Do you have pictures of the two red warriors?

Marty


----------



## grungerockjeepe (Jan 8, 2007)

Red candy warrior? Isnt that just the red chrome? The only other red one is the red one with black interior and silver zigzag from that set I bought. I have one in great shape already and that one looks nice so if you want it, we can work a deal. I can tell you that the red chrome one from the doomsday set is a LOT more common. So much so that I actually had an extra pair of the chromies and stripped them down to make custom versions. I like mine better than any of the tyco versions and these were just quickie paint jobs. I linked up some pic links for reference:

Racing warriors set car red/silver/black:
http://hoslotcars.com/cgi-bin/****?s=l&p=ty6945r


Doomsday Duel set car: Candy/chrome red:
http://hoslotcars.com/cgi-bin/****?s=l&p=ty33575r

And my customs:


----------



## Marty (Oct 20, 1999)

grungerockjeepe said:


> I linked up some pic links for reference:
> 
> Racing warriors set car red/silver/black:
> http://hoslotcars.com/cgi-bin/****?s=l&p=ty6945r
> ...


I get a "Restricted" message from the links.

Kool Kustoms!

Marty


----------



## coach61 (Sep 6, 2004)

Marty said:


> I get a "Restricted" message from the links.
> 
> Kool Kustoms!
> 
> Marty



If you highlight the url bar and hit return the pics will come up, its to stop links to his site. But as always a easy work around....lol...

Dave


----------



## Marty (Oct 20, 1999)

coach61 said:


> If you highlight the url bar and hit return the pics will come up, its to stop links to his site. But as always a easy work around....lol...
> 
> Dave


Nope, still didn't work.
Marty


----------



## coach61 (Sep 6, 2004)

Marty said:


> Nope, still didn't work.
> Marty



Don't just hit reload, you have to highlight the whole URL bar and reload.. Mind you I use Netscape and it works maybe Exploder doesn't? Works in Firefox too.. bummer sorry it didn't work.


Dave


----------



## grungerockjeepe (Jan 8, 2007)

Thanks for the props, Marty. My camera isnt that great and I suck at photography so what ya get is fuzzy pics that dont really show the weathering I did on those. 
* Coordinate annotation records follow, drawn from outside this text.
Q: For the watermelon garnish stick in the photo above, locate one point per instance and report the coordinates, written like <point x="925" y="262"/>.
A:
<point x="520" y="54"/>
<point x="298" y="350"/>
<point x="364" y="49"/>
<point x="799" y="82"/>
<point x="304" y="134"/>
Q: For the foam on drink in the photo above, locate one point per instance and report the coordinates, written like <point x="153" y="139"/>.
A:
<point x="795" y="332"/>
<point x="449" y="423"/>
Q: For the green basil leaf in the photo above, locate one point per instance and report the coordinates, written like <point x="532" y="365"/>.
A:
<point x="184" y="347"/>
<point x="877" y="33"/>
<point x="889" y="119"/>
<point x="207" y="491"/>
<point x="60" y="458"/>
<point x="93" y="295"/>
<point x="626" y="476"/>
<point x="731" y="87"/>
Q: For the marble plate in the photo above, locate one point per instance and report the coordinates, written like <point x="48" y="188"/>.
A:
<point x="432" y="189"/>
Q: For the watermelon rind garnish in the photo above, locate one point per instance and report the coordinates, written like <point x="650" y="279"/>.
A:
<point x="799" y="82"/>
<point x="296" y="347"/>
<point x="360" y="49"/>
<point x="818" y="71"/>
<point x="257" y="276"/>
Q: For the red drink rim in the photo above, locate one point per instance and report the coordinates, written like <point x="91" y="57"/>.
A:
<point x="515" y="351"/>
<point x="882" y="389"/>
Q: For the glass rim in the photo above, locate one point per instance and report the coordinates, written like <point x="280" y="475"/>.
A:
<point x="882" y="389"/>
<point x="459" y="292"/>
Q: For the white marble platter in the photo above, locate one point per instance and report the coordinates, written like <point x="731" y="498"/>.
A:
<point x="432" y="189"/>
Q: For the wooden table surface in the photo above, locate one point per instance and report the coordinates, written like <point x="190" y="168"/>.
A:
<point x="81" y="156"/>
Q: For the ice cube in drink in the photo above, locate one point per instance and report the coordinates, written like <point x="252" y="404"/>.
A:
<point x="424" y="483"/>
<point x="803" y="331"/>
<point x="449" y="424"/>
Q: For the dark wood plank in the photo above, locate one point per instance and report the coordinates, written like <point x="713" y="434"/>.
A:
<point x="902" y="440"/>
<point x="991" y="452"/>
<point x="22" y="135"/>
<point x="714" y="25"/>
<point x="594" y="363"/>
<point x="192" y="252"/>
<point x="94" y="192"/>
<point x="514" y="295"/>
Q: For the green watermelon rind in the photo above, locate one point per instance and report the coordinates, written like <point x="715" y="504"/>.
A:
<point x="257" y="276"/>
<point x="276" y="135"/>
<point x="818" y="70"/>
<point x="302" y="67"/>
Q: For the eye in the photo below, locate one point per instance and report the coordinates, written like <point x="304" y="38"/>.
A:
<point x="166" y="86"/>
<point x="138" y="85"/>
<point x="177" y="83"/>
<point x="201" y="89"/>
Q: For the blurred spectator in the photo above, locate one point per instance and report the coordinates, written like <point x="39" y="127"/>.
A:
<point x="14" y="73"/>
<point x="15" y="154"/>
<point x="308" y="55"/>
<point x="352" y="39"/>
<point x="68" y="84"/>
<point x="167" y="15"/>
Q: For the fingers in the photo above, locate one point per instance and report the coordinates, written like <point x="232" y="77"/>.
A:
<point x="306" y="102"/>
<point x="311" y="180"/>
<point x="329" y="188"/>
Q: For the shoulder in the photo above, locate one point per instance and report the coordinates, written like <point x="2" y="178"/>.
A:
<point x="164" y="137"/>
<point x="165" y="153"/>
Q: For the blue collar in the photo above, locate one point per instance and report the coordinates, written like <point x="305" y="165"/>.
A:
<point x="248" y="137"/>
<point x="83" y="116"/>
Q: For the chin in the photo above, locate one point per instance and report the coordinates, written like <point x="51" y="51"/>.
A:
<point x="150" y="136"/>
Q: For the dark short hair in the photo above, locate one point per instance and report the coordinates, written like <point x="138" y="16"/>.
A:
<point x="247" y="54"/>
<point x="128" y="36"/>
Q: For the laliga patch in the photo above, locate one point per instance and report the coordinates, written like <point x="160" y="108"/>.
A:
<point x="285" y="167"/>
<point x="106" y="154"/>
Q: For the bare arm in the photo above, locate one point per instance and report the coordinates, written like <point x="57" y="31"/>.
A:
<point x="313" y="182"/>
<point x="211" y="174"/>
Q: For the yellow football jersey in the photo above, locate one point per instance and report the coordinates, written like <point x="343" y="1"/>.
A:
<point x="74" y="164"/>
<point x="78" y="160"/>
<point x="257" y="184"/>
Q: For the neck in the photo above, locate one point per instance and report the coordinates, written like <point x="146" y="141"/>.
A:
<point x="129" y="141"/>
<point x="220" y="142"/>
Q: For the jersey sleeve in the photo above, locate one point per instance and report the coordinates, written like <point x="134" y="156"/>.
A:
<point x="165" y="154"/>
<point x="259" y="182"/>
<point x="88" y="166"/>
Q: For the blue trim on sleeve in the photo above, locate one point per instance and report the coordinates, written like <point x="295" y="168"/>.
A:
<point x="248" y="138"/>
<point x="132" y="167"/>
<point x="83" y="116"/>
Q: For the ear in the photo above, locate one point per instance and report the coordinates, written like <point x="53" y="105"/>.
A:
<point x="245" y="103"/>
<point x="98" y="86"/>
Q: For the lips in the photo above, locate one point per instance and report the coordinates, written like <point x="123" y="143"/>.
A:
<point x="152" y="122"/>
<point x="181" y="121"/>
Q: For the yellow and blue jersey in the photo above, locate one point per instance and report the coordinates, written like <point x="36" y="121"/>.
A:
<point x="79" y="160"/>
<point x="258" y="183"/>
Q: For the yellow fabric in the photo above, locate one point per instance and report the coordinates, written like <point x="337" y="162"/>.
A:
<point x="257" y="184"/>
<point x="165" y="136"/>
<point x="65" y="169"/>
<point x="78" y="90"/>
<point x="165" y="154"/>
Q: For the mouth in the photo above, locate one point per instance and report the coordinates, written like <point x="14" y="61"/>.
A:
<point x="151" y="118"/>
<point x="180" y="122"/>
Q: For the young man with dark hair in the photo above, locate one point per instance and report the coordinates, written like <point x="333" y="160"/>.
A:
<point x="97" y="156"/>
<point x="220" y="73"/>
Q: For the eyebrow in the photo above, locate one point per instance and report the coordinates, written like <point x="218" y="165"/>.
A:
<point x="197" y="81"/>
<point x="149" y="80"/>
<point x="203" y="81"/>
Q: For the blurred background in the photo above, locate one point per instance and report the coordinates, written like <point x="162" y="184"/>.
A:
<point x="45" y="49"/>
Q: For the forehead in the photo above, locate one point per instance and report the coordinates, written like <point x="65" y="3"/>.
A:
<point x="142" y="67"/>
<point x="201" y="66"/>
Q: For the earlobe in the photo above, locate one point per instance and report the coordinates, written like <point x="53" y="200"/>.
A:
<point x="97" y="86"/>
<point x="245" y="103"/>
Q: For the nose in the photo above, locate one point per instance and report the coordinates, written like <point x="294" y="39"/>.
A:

If you just go to hoslotcars.com you can browse the huge list, and go to the tyco listings to see those and pretty much most all slot cars made.


----------



## 22tall (Jul 28, 2002)

Instead of trying the links just go to www.hoslotcars.com put it in your favorites. It is a very useful site. Do a search for warrior. Kelly doesn't have a pic or mention the candy cars. 

The doomsday set came with chrome (paint over chrome) or candy (paint over silver paint) cars. I didn't know the candy cars existed until I got the Mattel Years update listing from Dan Esposito. The set number is the same for both.

I really have to learn how to post pics.


----------



## grungerockjeepe (Jan 8, 2007)

Well those candy cars are a new one on me. Never even seen pics or anything...


----------



## videojimmy (Jan 12, 2006)

yeah, I can;t get pics to work either... I tried all the work arounds listed here too.

oh well

question: why doesn;t somene who can access the pics, just post them here?


----------



## 22tall (Jul 28, 2002)

Just got the red candy warrior on ebay. 150258683873 The top picture does a better job of showing the color.


----------



## grungerockjeepe (Jan 8, 2007)

22tall said:


> Just got the red candy warrior on ebay. 150258683873 The top picture does a better job of showing the color.


K, I like that. More realistic than the chrome. Prolly stands up to racing, handling and crashing a lot better too.


----------